Eines Tages fragte die Oberamtmännin: „Was ist denn das für ein Offizier gewesen, mit dem du gestern vor dem Berliner Thor auf dem Heideweg auf und abgingst? Davon hast du ja nichts erzählt!“

Das war harmlos gefragt, einfach aus der Annahme und Gewohnheit heraus, daß alle Familienmitglieder auch die nebensächlichsten Ereignisse des Tages mitzuteilen pflegen. Der Rechnungsrat Müller hatte Sabine gesehen und auch Herrn von Körlegg zu erkennen geglaubt, doch eher seinen Augen mißtraut, ehe er so Unmögliches annahm.

„Ich?“ sagte Sabine, „ich erinnere mich nicht.“

„Herr Gott, Rechnungsrat Müller hat dich doch gesehen und noch zu seiner Frau gesagt, wie er sich freue, daß du nicht mehr an allen Menschen so stolz und stumm vorbeigehest.“

„Ach ja,“ sagte Sabine und gewann allmählich ihre Farbe wieder, „es war Bläser, der sich lang und breit nach Leo erkundigte.“

„Bläser ist ein netter Mensch,“ bemerkte die Oberamtmännin und dachte dabei: Wie konnte dieser Schafskopf von Müller sich nur einbilden, daß sie mit Herrn von Körlegg sprechen würde.

An diesem Abend war „Trio“. Sabine mußte, da Leo schon seit halb Sieben fest schlief, wieder zugegen sein.

Das unglückliche H dur-Trio von Brahms war von den Spielern immer noch nicht so bewältigt, daß sie glaubten, mit sich zufrieden sein zu dürfen. Aber Kolvater sowohl als Turibius hatten ihren Part nun merklich besser inne als die Oberamtmännin. Sie erlaubten sich Ungeduld zu markieren, und beim Beginn des Scherzo sagte Turibius:

„Na, auf Wiedersehen bei der Fermata.“ Von Streitereien und Empfindlichkeiten unterbrochen, zog das Allegretto dahin; Sabine hörte es zuletzt nur noch im Takt in ihrem Kopf bumsen.
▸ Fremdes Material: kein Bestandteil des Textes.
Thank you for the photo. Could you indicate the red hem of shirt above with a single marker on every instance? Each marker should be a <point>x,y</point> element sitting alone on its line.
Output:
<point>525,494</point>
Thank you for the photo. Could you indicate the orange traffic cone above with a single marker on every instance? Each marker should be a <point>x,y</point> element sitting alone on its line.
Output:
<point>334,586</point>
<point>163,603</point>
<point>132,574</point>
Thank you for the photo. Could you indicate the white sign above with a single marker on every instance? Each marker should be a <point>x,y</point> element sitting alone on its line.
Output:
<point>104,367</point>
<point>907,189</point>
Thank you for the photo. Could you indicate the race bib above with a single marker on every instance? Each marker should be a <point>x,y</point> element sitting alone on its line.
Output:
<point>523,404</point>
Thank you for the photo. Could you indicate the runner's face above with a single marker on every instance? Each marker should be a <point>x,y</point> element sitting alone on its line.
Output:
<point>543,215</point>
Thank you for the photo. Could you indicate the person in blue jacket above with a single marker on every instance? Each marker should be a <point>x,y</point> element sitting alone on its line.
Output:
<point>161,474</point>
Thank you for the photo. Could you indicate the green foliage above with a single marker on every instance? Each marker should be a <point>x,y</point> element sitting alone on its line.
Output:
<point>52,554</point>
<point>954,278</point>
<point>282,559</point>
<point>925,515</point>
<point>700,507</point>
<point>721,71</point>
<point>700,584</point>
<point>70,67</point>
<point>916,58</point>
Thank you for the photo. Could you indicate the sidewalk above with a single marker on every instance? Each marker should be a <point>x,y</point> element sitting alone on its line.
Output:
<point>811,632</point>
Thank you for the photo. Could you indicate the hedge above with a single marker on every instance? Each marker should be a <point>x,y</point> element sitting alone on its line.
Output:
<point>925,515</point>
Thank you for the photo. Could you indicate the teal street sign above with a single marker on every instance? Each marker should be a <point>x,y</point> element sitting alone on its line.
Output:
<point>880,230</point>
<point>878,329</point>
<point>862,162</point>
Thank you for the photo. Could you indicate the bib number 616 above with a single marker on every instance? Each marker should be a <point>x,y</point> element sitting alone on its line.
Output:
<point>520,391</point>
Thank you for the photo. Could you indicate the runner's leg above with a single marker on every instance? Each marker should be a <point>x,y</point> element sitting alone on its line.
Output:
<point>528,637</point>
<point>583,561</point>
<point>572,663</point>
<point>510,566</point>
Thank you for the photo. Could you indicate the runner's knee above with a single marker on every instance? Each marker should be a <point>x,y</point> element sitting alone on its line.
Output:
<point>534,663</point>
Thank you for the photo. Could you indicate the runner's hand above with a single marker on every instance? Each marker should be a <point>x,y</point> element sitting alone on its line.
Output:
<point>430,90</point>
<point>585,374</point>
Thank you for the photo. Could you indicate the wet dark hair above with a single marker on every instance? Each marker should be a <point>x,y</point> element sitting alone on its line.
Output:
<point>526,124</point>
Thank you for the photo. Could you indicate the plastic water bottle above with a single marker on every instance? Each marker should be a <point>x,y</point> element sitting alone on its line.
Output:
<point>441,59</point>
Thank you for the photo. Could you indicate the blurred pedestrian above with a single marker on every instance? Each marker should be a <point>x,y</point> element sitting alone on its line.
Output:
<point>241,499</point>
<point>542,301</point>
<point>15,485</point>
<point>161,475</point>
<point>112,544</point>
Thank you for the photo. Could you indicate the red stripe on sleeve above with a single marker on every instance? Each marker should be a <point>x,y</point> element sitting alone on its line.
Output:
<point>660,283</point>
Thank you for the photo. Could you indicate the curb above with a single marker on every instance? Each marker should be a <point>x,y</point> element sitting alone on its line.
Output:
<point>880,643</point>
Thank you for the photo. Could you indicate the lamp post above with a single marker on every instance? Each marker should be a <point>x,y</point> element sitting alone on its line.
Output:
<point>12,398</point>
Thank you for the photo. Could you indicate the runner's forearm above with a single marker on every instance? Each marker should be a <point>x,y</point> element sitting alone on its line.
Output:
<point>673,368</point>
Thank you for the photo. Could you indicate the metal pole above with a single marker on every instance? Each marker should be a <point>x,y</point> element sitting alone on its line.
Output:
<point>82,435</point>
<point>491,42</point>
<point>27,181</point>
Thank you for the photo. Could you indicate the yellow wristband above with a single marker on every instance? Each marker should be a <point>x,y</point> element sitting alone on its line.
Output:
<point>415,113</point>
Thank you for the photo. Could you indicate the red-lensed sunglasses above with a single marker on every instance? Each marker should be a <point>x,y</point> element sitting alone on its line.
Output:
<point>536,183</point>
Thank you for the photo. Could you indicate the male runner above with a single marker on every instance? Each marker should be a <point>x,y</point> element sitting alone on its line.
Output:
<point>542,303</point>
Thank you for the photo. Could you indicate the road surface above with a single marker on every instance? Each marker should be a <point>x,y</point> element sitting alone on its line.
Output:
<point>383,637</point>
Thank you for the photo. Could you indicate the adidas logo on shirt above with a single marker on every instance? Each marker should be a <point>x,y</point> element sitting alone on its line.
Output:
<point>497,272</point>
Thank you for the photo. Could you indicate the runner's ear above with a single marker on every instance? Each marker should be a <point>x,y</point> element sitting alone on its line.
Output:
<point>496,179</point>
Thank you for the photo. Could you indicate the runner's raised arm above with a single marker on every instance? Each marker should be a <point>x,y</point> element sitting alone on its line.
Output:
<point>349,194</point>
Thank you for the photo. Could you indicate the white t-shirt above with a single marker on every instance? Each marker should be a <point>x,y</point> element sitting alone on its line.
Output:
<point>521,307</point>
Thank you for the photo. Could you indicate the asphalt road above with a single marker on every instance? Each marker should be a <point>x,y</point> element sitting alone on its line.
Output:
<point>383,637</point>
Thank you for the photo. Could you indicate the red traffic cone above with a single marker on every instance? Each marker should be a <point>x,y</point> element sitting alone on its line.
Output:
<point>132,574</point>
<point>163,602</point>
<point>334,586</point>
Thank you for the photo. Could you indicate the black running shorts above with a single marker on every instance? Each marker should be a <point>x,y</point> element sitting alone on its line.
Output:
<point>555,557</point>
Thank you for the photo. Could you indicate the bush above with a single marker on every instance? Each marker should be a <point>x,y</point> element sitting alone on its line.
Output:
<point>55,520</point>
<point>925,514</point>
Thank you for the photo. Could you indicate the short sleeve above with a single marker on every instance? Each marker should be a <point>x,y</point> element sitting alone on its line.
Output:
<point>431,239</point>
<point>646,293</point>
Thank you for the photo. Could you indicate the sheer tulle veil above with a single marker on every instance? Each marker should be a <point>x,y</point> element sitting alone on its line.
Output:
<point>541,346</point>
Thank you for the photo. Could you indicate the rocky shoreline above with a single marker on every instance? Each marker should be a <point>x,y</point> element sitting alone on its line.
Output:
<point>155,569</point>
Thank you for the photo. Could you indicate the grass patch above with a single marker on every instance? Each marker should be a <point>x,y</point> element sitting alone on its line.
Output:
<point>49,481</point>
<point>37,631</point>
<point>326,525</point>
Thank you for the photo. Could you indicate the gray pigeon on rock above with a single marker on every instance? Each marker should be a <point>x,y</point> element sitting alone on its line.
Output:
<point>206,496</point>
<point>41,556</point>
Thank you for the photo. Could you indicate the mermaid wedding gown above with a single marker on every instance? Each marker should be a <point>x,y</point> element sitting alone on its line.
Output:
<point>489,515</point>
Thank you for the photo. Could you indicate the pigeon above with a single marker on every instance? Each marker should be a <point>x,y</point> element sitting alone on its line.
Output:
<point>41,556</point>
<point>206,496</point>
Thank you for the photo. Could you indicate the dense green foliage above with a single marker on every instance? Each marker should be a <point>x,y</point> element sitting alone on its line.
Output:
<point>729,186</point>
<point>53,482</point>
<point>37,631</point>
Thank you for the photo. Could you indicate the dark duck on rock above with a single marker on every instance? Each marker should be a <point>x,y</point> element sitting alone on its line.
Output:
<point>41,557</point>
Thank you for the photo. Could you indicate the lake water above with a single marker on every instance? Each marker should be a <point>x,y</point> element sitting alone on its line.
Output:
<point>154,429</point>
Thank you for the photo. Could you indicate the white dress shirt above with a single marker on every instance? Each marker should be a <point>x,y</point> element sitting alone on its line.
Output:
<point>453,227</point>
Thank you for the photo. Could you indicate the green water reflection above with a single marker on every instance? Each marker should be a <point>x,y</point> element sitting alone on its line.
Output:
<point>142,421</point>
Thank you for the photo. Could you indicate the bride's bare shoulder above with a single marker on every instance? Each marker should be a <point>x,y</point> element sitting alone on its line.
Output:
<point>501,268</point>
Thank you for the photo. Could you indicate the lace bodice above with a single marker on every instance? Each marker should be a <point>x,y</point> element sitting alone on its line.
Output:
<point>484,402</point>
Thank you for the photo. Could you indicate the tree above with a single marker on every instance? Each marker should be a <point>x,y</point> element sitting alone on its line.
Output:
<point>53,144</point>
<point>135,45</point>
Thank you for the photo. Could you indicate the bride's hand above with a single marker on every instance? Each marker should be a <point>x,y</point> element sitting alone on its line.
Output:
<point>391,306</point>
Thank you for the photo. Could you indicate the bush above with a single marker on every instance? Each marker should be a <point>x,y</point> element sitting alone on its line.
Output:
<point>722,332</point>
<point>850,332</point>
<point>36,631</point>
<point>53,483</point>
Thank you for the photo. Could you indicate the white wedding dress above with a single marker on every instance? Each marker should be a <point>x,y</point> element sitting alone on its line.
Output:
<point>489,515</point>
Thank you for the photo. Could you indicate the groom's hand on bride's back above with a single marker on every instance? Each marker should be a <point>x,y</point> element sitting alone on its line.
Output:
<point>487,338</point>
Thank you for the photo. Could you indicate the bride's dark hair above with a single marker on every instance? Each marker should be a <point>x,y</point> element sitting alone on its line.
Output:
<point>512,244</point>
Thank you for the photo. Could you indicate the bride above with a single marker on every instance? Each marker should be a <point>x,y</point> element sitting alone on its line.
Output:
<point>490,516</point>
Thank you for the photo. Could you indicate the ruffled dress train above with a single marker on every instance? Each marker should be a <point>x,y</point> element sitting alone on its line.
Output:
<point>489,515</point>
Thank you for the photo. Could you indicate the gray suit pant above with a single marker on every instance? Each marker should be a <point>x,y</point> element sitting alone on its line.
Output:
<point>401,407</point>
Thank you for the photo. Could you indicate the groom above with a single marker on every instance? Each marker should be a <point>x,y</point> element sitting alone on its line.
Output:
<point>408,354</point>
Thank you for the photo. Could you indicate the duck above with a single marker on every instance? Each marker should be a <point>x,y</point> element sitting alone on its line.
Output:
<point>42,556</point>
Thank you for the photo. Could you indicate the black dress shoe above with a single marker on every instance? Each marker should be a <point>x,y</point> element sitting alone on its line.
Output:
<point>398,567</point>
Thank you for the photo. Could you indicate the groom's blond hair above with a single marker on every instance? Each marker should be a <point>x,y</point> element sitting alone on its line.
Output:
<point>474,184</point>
Der Schreck über die Frage ihrer Mutter kehrte zurück. Sie grübelte hin und her. Wer in aller Welt konnte etwas in ihrem Verkehr mit Achim finden!

Wäre ich arm, meine Kinder in Not, weil uns der Ernährer fehlt, würde nicht die ganze Welt begreifen, daß Achim den Wunsch hätte, uns sein


Nach einem Kohledruck von Braun, Clément & Cie. in Dornach i. E., Paris und New York.

Velazquez.
Selbstbildnis des Malers.

Empfohlene Zitierweise:
verschiedene: Die Gartenlaube (1899). Ernst Keil's Nachfolger, Leipzig 1899, Seite 357. Digitale Volltext-Ausgabe bei Wikisource, URL: https://de.wikisource.org/w/index.php?title=Seite:Die_Gartenlaube_(1899)_0357.jpg&oldid=- (Version vom 31.10.2020)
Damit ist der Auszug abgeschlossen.